Performance & Profiling script¶
Note
The performance script got its own Sphinx extension: Sphinx-Performance.
This extension is based on the described script, but is more powerfull and better maintained. It can also be used for general performance analysis of Sphinx and its extensions.
The performance of Sphinx-Needs can be tested by a script called performance_test.py
inside
folder /performance
of the checked out github repository.
The performance can be tested with different amounts of needs
, needtables
and not Sphinx-Needs related
dummies
(simple rst code).
Test series¶
To start a series of test with some predefined values, run python performance_test.py series
Running 8 test configurations.
* Running on 5 pages with 50 needs, 5 needtables, 5 dummies per page. Using 1 cores.
Duration: 8.05 seconds
* Running on 5 pages with 50 needs, 5 needtables, 5 dummies per page. Using 4 cores.
Duration: 6.75 seconds
* Running on 1 pages with 50 needs, 5 needtables, 5 dummies per page. Using 1 cores.
Duration: 2.16 seconds
* Running on 1 pages with 50 needs, 5 needtables, 5 dummies per page. Using 4 cores.
Duration: 2.36 seconds
* Running on 5 pages with 10 needs, 1 needtables, 1 dummies per page. Using 1 cores.
Duration: 2.39 seconds
* Running on 5 pages with 10 needs, 1 needtables, 1 dummies per page. Using 4 cores.
Duration: 2.34 seconds
* Running on 1 pages with 10 needs, 1 needtables, 1 dummies per page. Using 1 cores.
Duration: 1.69 seconds
* Running on 1 pages with 10 needs, 1 needtables, 1 dummies per page. Using 4 cores.
Duration: 1.70 seconds
RESULTS:
runtime pages needs needs needtables dummies parallel
seconds overall per page overall overall overall cores
--------- --------- ---------- --------- ------------ --------- ----------
8.05 5 50 250 25 25 1
6.75 5 50 250 25 25 4
2.16 1 50 50 5 5 1
2.36 1 50 50 5 5 4
2.39 5 10 50 5 5 1
2.34 5 10 50 5 5 4
1.69 1 10 10 1 1 1
1.7 1 10 10 1 1 4
Overall runtime: 27.45 seconds.
But you can modify the details and set some static values by setting various parameters.
Just run python performance_test.py series --help
to get an overview
Usage: performance_test.py series [OPTIONS]

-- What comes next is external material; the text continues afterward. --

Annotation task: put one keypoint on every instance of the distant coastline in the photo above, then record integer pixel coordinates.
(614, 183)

Generate and start a series of tests.
Options:
--profile TEXT Activates profiling for given area
--needs INTEGER Number of maximum needs.
--needtables INTEGER Number of maximum needtables.
--dummies INTEGER Number of standard rst dummies.
--pages INTEGER Number of additional pages with needs.
--parallel INTEGER Number of parallel processes to use. Same as -j for
sphinx-build
--keep Keeps the temporary src and build folders
--browser Opens the project in your browser
--snakeviz Opens snakeviz view for measured profiles in browser
--debug Prints more information, incl. sphinx build output
--basic Use only default config of Sphinx-Needs (e.g. no extra
options)
--help Show this message and exit.
Also if --needs
, --pages
or parallel
is set multiple times, one performance test is executed per it.
Example:: python performance_test.py series --needs 1 --needs 10 --pages 1 --pages 10 --parallel 1 --parallel 4 --needtables 0 --dummies 0
.
This will set 2 values for needs
, 2 for pages
and 2 for parallel. So in the end it will run 8 test
configurations (2 needs x 2 pages x 2 parallel = 8).
Running 8 test configurations.
* Running on 1 pages with 1 needs, 0 needtables, 0 dummies per page. Using 1 cores.
Duration: 1.53 seconds
* Running on 1 pages with 1 needs, 0 needtables, 0 dummies per page. Using 4 cores.
Duration: 1.64 seconds
* Running on 10 pages with 1 needs, 0 needtables, 0 dummies per page. Using 1 cores.
Duration: 1.96 seconds
* Running on 10 pages with 1 needs, 0 needtables, 0 dummies per page. Using 4 cores.
Duration: 2.01 seconds
* Running on 1 pages with 10 needs, 0 needtables, 0 dummies per page. Using 1 cores.
Duration: 1.91 seconds
* Running on 1 pages with 10 needs, 0 needtables, 0 dummies per page. Using 4 cores.
Duration: 1.93 seconds
* Running on 10 pages with 10 needs, 0 needtables, 0 dummies per page. Using 1 cores.
Duration: 2.94 seconds
* Running on 10 pages with 10 needs, 0 needtables, 0 dummies per page. Using 4 cores.
Duration: 2.48 seconds
RESULTS:
runtime pages needs needs needtables dummies parallel
seconds overall per page overall overall overall cores
--------- --------- ---------- --------- ------------ --------- ----------
1.53 1 1 1 0 0 1
1.64 1 1 1 0 0 4
1.96 10 1 10 0 0 1
2.01 10 1 10 0 0 4
1.91 1 10 10 0 0 1
1.93 1 10 10 0 0 4
2.94 10 10 100 0 0 1
2.48 10 10 100 0 0 4
Overall runtime: 16.41 seconds.
Parallel execution¶
- versionadded:
0.7.1
You may have noticed, the parallel execution on multiple cores can lower the needed runtime.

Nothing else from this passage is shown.